Biodiversity in the Telefónica District: a walk through the central area between North and West Squares

In this article we are going to learn about the biodiversity that exists in the offices of Telefónica's headquarters, and we are going to divide our study into the four squares that make up the District

Discover more about Biodiversity in the Telefónica District, take a walk with us through the North and West squares.
Álvaro Martín

Álvaro Martín

Reading time: 3 min

Some of us are very lucky, we work at Telefónica, in Madrid and in a privileged location. We started our visits to the different gardens in the central area of the pond between the North and West squares.

We start the walk and are greeted on the right by a large area of rose bushes (Rosa sp.), several hackberry trees (Celtis australis), with a small area of Olivilla (Teucrium fruticans) at the end.

We turn left to reach the first small square where we can see large areas of Cotoneaster (Cotoneaster horizontalis), Olivilla (Teucrium fruticans) and Lavender (Lavandula officinalis).

We continue walking in a northerly direction and turn right again to find repeated areas of Cotoneaster (Cotoneaster horizontalis) and Olivilla (Teucrium fruticans) but this time mixed with Rosemary (Rosmarinus officinalis), Rose (Rosa sp.) and Photinia “Red Robin” (Photinia x fraseri).

We go back out into the corridor and turn left where we can see, in an area parallel to the North 3 building, several specimens of hackberry (Celtis australis), Olivilla (Teucrium fruticans), Rosemary (Rosmarinus officinalis) and several wild daisies.

We reach the end and leaving an area of American Juniper (Juniperus horizontalis) on our left we take our steps towards the stairs leading up to the west square. Just before going up the stairs we follow the corridor parallel to the water channel where on the left we have Cotoneaster (Cotoneaster horizontalis) and on the right a large area of Lavender (Lavandula officinalis). Turn right at the first fork and you will see a geometric hedgerow composed of Olivilla (Teucrium fruticans), Fotinia “Red Robin” (Photinia x fraseri), Durillo (Viburnum tinus) and at the end Lavender (Lavandula officinalis).

Arriving at the wall we can see on the right a large area of Rosemary (Rosmarinus officinalis) and in front of it a large area of Foxtail (Pennisetum sp.) with Sacred Bamboo (Nandina domesica). On the wall can be seen Ivy (Hedera helix), Roses (Rosa sp.), Wisteria (Wisteria sinensis).

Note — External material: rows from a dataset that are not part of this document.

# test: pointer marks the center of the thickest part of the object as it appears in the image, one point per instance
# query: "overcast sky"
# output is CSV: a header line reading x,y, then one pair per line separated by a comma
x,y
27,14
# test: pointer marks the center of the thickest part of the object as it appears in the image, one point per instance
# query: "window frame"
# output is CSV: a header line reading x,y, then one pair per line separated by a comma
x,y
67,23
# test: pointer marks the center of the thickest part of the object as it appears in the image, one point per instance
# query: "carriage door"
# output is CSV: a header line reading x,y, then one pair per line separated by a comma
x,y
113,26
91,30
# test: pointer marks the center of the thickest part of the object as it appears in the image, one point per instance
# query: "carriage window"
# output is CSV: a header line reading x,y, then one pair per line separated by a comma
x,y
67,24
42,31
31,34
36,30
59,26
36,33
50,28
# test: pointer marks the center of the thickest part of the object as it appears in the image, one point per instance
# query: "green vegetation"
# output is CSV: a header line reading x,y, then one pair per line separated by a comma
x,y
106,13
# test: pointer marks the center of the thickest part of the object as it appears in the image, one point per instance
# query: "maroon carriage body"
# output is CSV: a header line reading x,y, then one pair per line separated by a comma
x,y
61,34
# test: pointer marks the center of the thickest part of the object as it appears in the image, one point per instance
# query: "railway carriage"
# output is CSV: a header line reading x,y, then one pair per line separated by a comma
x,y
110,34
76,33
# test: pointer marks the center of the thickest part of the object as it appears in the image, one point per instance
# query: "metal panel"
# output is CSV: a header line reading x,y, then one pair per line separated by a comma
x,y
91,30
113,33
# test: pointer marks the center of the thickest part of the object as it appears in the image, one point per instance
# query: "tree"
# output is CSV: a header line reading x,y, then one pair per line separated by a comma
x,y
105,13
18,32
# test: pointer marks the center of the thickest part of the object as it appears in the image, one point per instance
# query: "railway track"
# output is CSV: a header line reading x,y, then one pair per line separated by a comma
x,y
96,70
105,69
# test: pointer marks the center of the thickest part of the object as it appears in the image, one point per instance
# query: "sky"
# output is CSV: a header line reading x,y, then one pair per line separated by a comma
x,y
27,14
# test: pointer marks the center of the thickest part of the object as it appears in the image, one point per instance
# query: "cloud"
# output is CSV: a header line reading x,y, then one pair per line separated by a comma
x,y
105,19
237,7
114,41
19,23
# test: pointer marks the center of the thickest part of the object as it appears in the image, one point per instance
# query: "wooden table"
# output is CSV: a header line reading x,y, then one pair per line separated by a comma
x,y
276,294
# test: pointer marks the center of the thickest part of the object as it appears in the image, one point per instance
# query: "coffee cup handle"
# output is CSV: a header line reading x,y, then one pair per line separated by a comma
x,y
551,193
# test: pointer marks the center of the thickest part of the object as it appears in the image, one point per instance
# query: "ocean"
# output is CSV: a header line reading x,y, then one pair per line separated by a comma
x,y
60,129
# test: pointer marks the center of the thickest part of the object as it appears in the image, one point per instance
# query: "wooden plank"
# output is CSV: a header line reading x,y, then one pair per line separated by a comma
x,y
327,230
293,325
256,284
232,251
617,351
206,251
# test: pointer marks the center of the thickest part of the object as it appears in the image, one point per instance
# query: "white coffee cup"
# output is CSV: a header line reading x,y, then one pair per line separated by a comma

When we reach the next small square we see an area of Durillo (Viburnum tinus) protecting a Rose bush (Rosa spp.). We continue onwards and on the right we find a Shade plane tree (Platanus hybrida) and a common iris (Iris germanica).

We reach the water channel again. Turn right to follow it on the way to the pond and just before going down some steps you can see Olivilla (Teucrium fruticans) and Roses (Rosa sp.) on the right and Cotoneaster (Cotoneaster horizontalis) on the left.

Once down the steps to the right we can see a large area of dwarf bamboo (Pleioblastus spp.), in which New Zealand flax (Phormiun tenax), some Liquidambar (Liquidambar styraciflua) and several specimens of Almez (Celtis australis) stand out. No, let’s not get tired as there is one last pleasant olfactory experience left on this zigzagging second route. If we go out into the central corridor and take the direction of the ramp that goes up to the West square, before we can start to climb it, we will be hit by a pleasant aroma during the flowering season. It is an area of Jasmine (Jasminum officinale f.grandiflorum) next to the wall.